Ridenour asked, in part, and as prepared for delivery:
That the [decision to publish the map] was political there can be no doubt. I note that the paper's president and publisher just six days ago tweeted out a picture of the head of the National Rifle Association under the words "stark raving mad." This was on an account identifying her as president and publisher of a Gannett newspaper, and not noting in any way that her tweets were personal opinion only.
If reporting is correct, no one in upper management here at Gannett was consulted before the Journal News outed legally-registered handgun owners. If there was no policy at that time that management should be consulted before such a controversial, and even dangerous action -- for Gannett employees as well as law-abiding members of the general public -- is there one in place now? Or are publishers of local Gannett papers empowered to publish anything they see fit, even if controversial, potentially-dangerous and on topics on which they have intense personal views?
"I received a decent, if careful, answer from Ms. Matore," said Ridenour. "Bottom line: the local papers are encouraged - this was said twice - to check with the appropriate executive at Gannett when making future decisions about such things as publishing interactive gun registry maps. I note this falls short of a pledge not to print any more such maps, or to place a mandate on local publishers that executives be contacted, but we can't expect Gannett to be micromanaging the day-to-day publishing decisions of all of its publications. It needs to be able to trust its local publishers to make the correct decisions and to know when an issue is of such a magnitude as to make it wise to consult upper management. It appears the Journal News publisher wasn't as wise as she might have been when she decided to publish the interactive map."

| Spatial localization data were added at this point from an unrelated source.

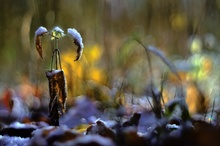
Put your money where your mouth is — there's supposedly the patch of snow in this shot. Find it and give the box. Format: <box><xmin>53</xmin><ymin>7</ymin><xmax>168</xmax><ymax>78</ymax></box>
<box><xmin>29</xmin><ymin>126</ymin><xmax>55</xmax><ymax>146</ymax></box>
<box><xmin>0</xmin><ymin>135</ymin><xmax>30</xmax><ymax>146</ymax></box>
<box><xmin>54</xmin><ymin>135</ymin><xmax>115</xmax><ymax>146</ymax></box>
<box><xmin>9</xmin><ymin>122</ymin><xmax>37</xmax><ymax>129</ymax></box>
<box><xmin>47</xmin><ymin>126</ymin><xmax>69</xmax><ymax>138</ymax></box>
<box><xmin>166</xmin><ymin>124</ymin><xmax>180</xmax><ymax>129</ymax></box>
<box><xmin>31</xmin><ymin>126</ymin><xmax>55</xmax><ymax>136</ymax></box>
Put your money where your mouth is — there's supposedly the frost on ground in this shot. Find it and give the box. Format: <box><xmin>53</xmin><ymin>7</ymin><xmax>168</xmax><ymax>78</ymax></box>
<box><xmin>0</xmin><ymin>96</ymin><xmax>220</xmax><ymax>146</ymax></box>
<box><xmin>0</xmin><ymin>136</ymin><xmax>30</xmax><ymax>146</ymax></box>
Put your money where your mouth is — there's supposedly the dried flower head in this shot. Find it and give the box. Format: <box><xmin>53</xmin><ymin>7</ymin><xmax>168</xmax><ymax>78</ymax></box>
<box><xmin>51</xmin><ymin>26</ymin><xmax>65</xmax><ymax>40</ymax></box>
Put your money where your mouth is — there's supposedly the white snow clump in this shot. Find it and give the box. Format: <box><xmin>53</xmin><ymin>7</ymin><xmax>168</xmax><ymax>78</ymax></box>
<box><xmin>67</xmin><ymin>28</ymin><xmax>84</xmax><ymax>49</ymax></box>
<box><xmin>35</xmin><ymin>26</ymin><xmax>48</xmax><ymax>36</ymax></box>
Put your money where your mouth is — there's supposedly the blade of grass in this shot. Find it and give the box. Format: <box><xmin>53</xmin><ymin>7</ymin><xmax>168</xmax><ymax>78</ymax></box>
<box><xmin>148</xmin><ymin>45</ymin><xmax>181</xmax><ymax>81</ymax></box>
<box><xmin>210</xmin><ymin>98</ymin><xmax>215</xmax><ymax>124</ymax></box>
<box><xmin>135</xmin><ymin>39</ymin><xmax>181</xmax><ymax>82</ymax></box>
<box><xmin>134</xmin><ymin>39</ymin><xmax>154</xmax><ymax>85</ymax></box>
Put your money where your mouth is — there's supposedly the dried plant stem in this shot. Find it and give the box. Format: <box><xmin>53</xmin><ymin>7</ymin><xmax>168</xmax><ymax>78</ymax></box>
<box><xmin>51</xmin><ymin>48</ymin><xmax>62</xmax><ymax>71</ymax></box>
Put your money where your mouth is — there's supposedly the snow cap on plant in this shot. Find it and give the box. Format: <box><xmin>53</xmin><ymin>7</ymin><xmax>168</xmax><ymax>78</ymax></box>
<box><xmin>51</xmin><ymin>26</ymin><xmax>65</xmax><ymax>40</ymax></box>
<box><xmin>35</xmin><ymin>26</ymin><xmax>48</xmax><ymax>59</ymax></box>
<box><xmin>67</xmin><ymin>28</ymin><xmax>84</xmax><ymax>61</ymax></box>
<box><xmin>35</xmin><ymin>26</ymin><xmax>48</xmax><ymax>37</ymax></box>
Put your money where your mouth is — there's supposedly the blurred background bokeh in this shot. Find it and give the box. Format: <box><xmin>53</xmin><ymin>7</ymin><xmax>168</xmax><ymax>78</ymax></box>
<box><xmin>1</xmin><ymin>0</ymin><xmax>220</xmax><ymax>114</ymax></box>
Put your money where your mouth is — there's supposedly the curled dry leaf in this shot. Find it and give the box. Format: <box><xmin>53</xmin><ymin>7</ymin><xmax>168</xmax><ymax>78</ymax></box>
<box><xmin>122</xmin><ymin>112</ymin><xmax>141</xmax><ymax>128</ymax></box>
<box><xmin>46</xmin><ymin>69</ymin><xmax>68</xmax><ymax>126</ymax></box>
<box><xmin>67</xmin><ymin>28</ymin><xmax>84</xmax><ymax>61</ymax></box>
<box><xmin>35</xmin><ymin>26</ymin><xmax>48</xmax><ymax>59</ymax></box>
<box><xmin>86</xmin><ymin>120</ymin><xmax>116</xmax><ymax>141</ymax></box>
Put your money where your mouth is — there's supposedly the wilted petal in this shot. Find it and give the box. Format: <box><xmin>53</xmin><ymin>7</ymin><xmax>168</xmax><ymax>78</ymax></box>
<box><xmin>67</xmin><ymin>28</ymin><xmax>84</xmax><ymax>48</ymax></box>
<box><xmin>67</xmin><ymin>28</ymin><xmax>84</xmax><ymax>61</ymax></box>
<box><xmin>35</xmin><ymin>26</ymin><xmax>48</xmax><ymax>59</ymax></box>
<box><xmin>35</xmin><ymin>36</ymin><xmax>43</xmax><ymax>59</ymax></box>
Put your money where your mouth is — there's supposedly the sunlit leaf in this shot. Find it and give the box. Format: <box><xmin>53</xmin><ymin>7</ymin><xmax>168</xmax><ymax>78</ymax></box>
<box><xmin>67</xmin><ymin>28</ymin><xmax>84</xmax><ymax>61</ymax></box>
<box><xmin>35</xmin><ymin>26</ymin><xmax>48</xmax><ymax>59</ymax></box>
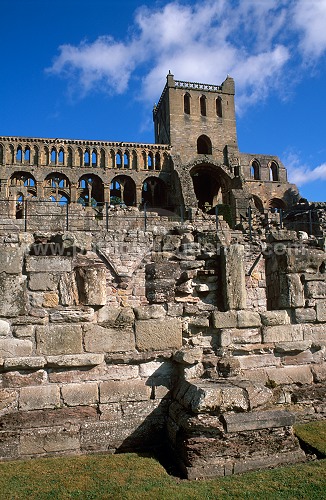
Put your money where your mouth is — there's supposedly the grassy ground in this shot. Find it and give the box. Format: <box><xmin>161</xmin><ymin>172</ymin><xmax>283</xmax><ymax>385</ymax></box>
<box><xmin>294</xmin><ymin>421</ymin><xmax>326</xmax><ymax>456</ymax></box>
<box><xmin>0</xmin><ymin>453</ymin><xmax>325</xmax><ymax>500</ymax></box>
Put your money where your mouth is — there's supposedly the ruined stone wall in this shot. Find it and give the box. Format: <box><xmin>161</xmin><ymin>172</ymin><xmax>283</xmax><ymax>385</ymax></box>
<box><xmin>0</xmin><ymin>218</ymin><xmax>325</xmax><ymax>478</ymax></box>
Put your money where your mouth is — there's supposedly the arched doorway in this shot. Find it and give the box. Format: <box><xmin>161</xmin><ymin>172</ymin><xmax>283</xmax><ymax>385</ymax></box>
<box><xmin>142</xmin><ymin>177</ymin><xmax>167</xmax><ymax>208</ymax></box>
<box><xmin>77</xmin><ymin>174</ymin><xmax>104</xmax><ymax>206</ymax></box>
<box><xmin>44</xmin><ymin>173</ymin><xmax>70</xmax><ymax>204</ymax></box>
<box><xmin>191</xmin><ymin>165</ymin><xmax>229</xmax><ymax>212</ymax></box>
<box><xmin>110</xmin><ymin>175</ymin><xmax>136</xmax><ymax>206</ymax></box>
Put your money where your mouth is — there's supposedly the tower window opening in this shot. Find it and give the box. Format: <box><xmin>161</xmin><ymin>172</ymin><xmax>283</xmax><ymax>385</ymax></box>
<box><xmin>197</xmin><ymin>135</ymin><xmax>212</xmax><ymax>155</ymax></box>
<box><xmin>216</xmin><ymin>97</ymin><xmax>222</xmax><ymax>117</ymax></box>
<box><xmin>270</xmin><ymin>161</ymin><xmax>279</xmax><ymax>181</ymax></box>
<box><xmin>200</xmin><ymin>95</ymin><xmax>207</xmax><ymax>116</ymax></box>
<box><xmin>184</xmin><ymin>93</ymin><xmax>191</xmax><ymax>114</ymax></box>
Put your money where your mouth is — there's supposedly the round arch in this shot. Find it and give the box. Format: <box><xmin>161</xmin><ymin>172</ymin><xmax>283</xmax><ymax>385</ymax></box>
<box><xmin>44</xmin><ymin>173</ymin><xmax>71</xmax><ymax>203</ymax></box>
<box><xmin>78</xmin><ymin>174</ymin><xmax>104</xmax><ymax>206</ymax></box>
<box><xmin>142</xmin><ymin>176</ymin><xmax>167</xmax><ymax>208</ymax></box>
<box><xmin>190</xmin><ymin>164</ymin><xmax>231</xmax><ymax>212</ymax></box>
<box><xmin>110</xmin><ymin>175</ymin><xmax>136</xmax><ymax>206</ymax></box>
<box><xmin>269</xmin><ymin>197</ymin><xmax>286</xmax><ymax>212</ymax></box>
<box><xmin>197</xmin><ymin>135</ymin><xmax>212</xmax><ymax>155</ymax></box>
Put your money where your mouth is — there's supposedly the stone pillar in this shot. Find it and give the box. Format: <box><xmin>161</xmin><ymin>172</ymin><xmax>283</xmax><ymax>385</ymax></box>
<box><xmin>104</xmin><ymin>184</ymin><xmax>110</xmax><ymax>204</ymax></box>
<box><xmin>70</xmin><ymin>183</ymin><xmax>78</xmax><ymax>203</ymax></box>
<box><xmin>135</xmin><ymin>185</ymin><xmax>143</xmax><ymax>207</ymax></box>
<box><xmin>221</xmin><ymin>244</ymin><xmax>246</xmax><ymax>310</ymax></box>
<box><xmin>36</xmin><ymin>181</ymin><xmax>44</xmax><ymax>198</ymax></box>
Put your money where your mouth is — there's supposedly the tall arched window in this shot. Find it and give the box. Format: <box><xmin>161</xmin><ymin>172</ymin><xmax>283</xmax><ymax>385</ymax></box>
<box><xmin>216</xmin><ymin>97</ymin><xmax>222</xmax><ymax>117</ymax></box>
<box><xmin>250</xmin><ymin>160</ymin><xmax>260</xmax><ymax>180</ymax></box>
<box><xmin>184</xmin><ymin>93</ymin><xmax>191</xmax><ymax>114</ymax></box>
<box><xmin>270</xmin><ymin>161</ymin><xmax>279</xmax><ymax>181</ymax></box>
<box><xmin>200</xmin><ymin>95</ymin><xmax>207</xmax><ymax>116</ymax></box>
<box><xmin>197</xmin><ymin>135</ymin><xmax>212</xmax><ymax>155</ymax></box>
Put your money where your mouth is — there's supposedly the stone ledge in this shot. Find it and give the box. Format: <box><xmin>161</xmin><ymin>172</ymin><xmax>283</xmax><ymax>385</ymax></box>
<box><xmin>46</xmin><ymin>354</ymin><xmax>104</xmax><ymax>367</ymax></box>
<box><xmin>3</xmin><ymin>356</ymin><xmax>46</xmax><ymax>370</ymax></box>
<box><xmin>221</xmin><ymin>410</ymin><xmax>295</xmax><ymax>433</ymax></box>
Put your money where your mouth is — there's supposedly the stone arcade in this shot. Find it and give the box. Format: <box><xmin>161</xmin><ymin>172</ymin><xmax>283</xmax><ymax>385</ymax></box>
<box><xmin>0</xmin><ymin>75</ymin><xmax>325</xmax><ymax>478</ymax></box>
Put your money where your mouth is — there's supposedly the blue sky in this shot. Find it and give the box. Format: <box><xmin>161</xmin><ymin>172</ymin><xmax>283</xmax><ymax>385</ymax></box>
<box><xmin>1</xmin><ymin>0</ymin><xmax>326</xmax><ymax>201</ymax></box>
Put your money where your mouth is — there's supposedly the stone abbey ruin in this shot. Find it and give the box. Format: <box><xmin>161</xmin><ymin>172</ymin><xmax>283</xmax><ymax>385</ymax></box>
<box><xmin>0</xmin><ymin>73</ymin><xmax>325</xmax><ymax>478</ymax></box>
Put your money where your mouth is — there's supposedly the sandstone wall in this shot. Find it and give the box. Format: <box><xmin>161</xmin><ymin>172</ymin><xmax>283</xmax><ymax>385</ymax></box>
<box><xmin>0</xmin><ymin>222</ymin><xmax>325</xmax><ymax>478</ymax></box>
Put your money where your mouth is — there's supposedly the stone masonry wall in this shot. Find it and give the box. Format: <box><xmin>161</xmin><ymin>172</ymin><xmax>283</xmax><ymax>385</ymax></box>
<box><xmin>0</xmin><ymin>219</ymin><xmax>325</xmax><ymax>479</ymax></box>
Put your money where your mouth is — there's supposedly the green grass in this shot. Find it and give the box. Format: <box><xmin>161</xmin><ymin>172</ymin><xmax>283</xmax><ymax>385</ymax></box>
<box><xmin>0</xmin><ymin>453</ymin><xmax>326</xmax><ymax>500</ymax></box>
<box><xmin>294</xmin><ymin>421</ymin><xmax>326</xmax><ymax>456</ymax></box>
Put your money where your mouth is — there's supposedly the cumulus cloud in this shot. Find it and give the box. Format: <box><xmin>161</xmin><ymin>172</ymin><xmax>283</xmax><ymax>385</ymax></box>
<box><xmin>293</xmin><ymin>0</ymin><xmax>326</xmax><ymax>58</ymax></box>
<box><xmin>284</xmin><ymin>152</ymin><xmax>326</xmax><ymax>186</ymax></box>
<box><xmin>47</xmin><ymin>0</ymin><xmax>326</xmax><ymax>104</ymax></box>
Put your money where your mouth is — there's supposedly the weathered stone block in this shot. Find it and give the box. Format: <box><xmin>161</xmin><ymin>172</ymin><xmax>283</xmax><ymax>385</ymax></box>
<box><xmin>262</xmin><ymin>324</ymin><xmax>303</xmax><ymax>343</ymax></box>
<box><xmin>19</xmin><ymin>385</ymin><xmax>61</xmax><ymax>411</ymax></box>
<box><xmin>237</xmin><ymin>311</ymin><xmax>261</xmax><ymax>328</ymax></box>
<box><xmin>13</xmin><ymin>325</ymin><xmax>34</xmax><ymax>338</ymax></box>
<box><xmin>0</xmin><ymin>389</ymin><xmax>19</xmax><ymax>416</ymax></box>
<box><xmin>222</xmin><ymin>410</ymin><xmax>295</xmax><ymax>432</ymax></box>
<box><xmin>43</xmin><ymin>292</ymin><xmax>59</xmax><ymax>308</ymax></box>
<box><xmin>46</xmin><ymin>353</ymin><xmax>104</xmax><ymax>367</ymax></box>
<box><xmin>97</xmin><ymin>306</ymin><xmax>121</xmax><ymax>324</ymax></box>
<box><xmin>28</xmin><ymin>272</ymin><xmax>60</xmax><ymax>291</ymax></box>
<box><xmin>100</xmin><ymin>380</ymin><xmax>150</xmax><ymax>403</ymax></box>
<box><xmin>173</xmin><ymin>347</ymin><xmax>203</xmax><ymax>365</ymax></box>
<box><xmin>265</xmin><ymin>365</ymin><xmax>313</xmax><ymax>385</ymax></box>
<box><xmin>302</xmin><ymin>324</ymin><xmax>326</xmax><ymax>343</ymax></box>
<box><xmin>293</xmin><ymin>308</ymin><xmax>316</xmax><ymax>324</ymax></box>
<box><xmin>76</xmin><ymin>267</ymin><xmax>107</xmax><ymax>305</ymax></box>
<box><xmin>0</xmin><ymin>338</ymin><xmax>33</xmax><ymax>358</ymax></box>
<box><xmin>0</xmin><ymin>247</ymin><xmax>23</xmax><ymax>274</ymax></box>
<box><xmin>36</xmin><ymin>325</ymin><xmax>83</xmax><ymax>355</ymax></box>
<box><xmin>0</xmin><ymin>431</ymin><xmax>19</xmax><ymax>458</ymax></box>
<box><xmin>260</xmin><ymin>310</ymin><xmax>291</xmax><ymax>326</ymax></box>
<box><xmin>221</xmin><ymin>244</ymin><xmax>246</xmax><ymax>310</ymax></box>
<box><xmin>83</xmin><ymin>324</ymin><xmax>135</xmax><ymax>353</ymax></box>
<box><xmin>135</xmin><ymin>318</ymin><xmax>182</xmax><ymax>351</ymax></box>
<box><xmin>134</xmin><ymin>305</ymin><xmax>166</xmax><ymax>320</ymax></box>
<box><xmin>237</xmin><ymin>354</ymin><xmax>281</xmax><ymax>370</ymax></box>
<box><xmin>212</xmin><ymin>311</ymin><xmax>237</xmax><ymax>329</ymax></box>
<box><xmin>285</xmin><ymin>247</ymin><xmax>325</xmax><ymax>274</ymax></box>
<box><xmin>25</xmin><ymin>256</ymin><xmax>72</xmax><ymax>273</ymax></box>
<box><xmin>61</xmin><ymin>382</ymin><xmax>98</xmax><ymax>406</ymax></box>
<box><xmin>2</xmin><ymin>370</ymin><xmax>47</xmax><ymax>388</ymax></box>
<box><xmin>305</xmin><ymin>281</ymin><xmax>326</xmax><ymax>299</ymax></box>
<box><xmin>20</xmin><ymin>425</ymin><xmax>80</xmax><ymax>455</ymax></box>
<box><xmin>311</xmin><ymin>364</ymin><xmax>326</xmax><ymax>382</ymax></box>
<box><xmin>0</xmin><ymin>274</ymin><xmax>27</xmax><ymax>317</ymax></box>
<box><xmin>146</xmin><ymin>279</ymin><xmax>175</xmax><ymax>303</ymax></box>
<box><xmin>146</xmin><ymin>262</ymin><xmax>180</xmax><ymax>280</ymax></box>
<box><xmin>219</xmin><ymin>328</ymin><xmax>261</xmax><ymax>346</ymax></box>
<box><xmin>279</xmin><ymin>274</ymin><xmax>304</xmax><ymax>308</ymax></box>
<box><xmin>49</xmin><ymin>307</ymin><xmax>94</xmax><ymax>323</ymax></box>
<box><xmin>4</xmin><ymin>356</ymin><xmax>46</xmax><ymax>370</ymax></box>
<box><xmin>316</xmin><ymin>300</ymin><xmax>326</xmax><ymax>322</ymax></box>
<box><xmin>0</xmin><ymin>319</ymin><xmax>10</xmax><ymax>336</ymax></box>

"Ms. Matore did not comment on my description of the Journal News publisher, using a Twitter account identifying her position with the Journal News, tweeting a picture of the National Rifle Association's Wayne LaPierre with the words 'stark raving mad' over it, but she was attentive," added Ridenour. "In her place I would not comment publicly on a personnel matter either, but in private I'd ask for a resignation. Here's why: After it published the interactive gun registry map, the Journal News repeatedly claimed its motive was journalistic, yet with one little tweet, the publisher has revealed strong personal feelings against the NRA. It's clear she was not objective in the matter of the maps. Given her strong personal views, she should have recused herself and consulted upper management. I doubt they would have been published if she had; at least, not in that controversial way. Instead, she scared a lot of people and cost her employer ad and subscriber revenue. Then, having done that, she failed to support the premise that her goal all along was journalistic by revealing her animus in public. Instead, she revealed to anyone who cared to see that her decisionmaking on behalf of the Journal News on the matter of the maps was a low-minded attack on the Second Amendment rather than a high-minded exercise of the First."
"Although I believe the local publisher should resign, on the whole I was encouraged by what I heard at Gannett," Ridenour concluded. "The reaction I received was very positive. To my great surprise, individual Gannett executives came up to me afterwards, on their own initiative, to praise my question and thank me for asking it. 100 percent of the feedback I received was positive, when I expected the reverse. Strongly positive, even."
The full text of Ridenour's question to Ms. Matore of Gannett, as prepared for delivery, is here.
Amy Ridenour is a shareholder of both Gannett and the New York Times.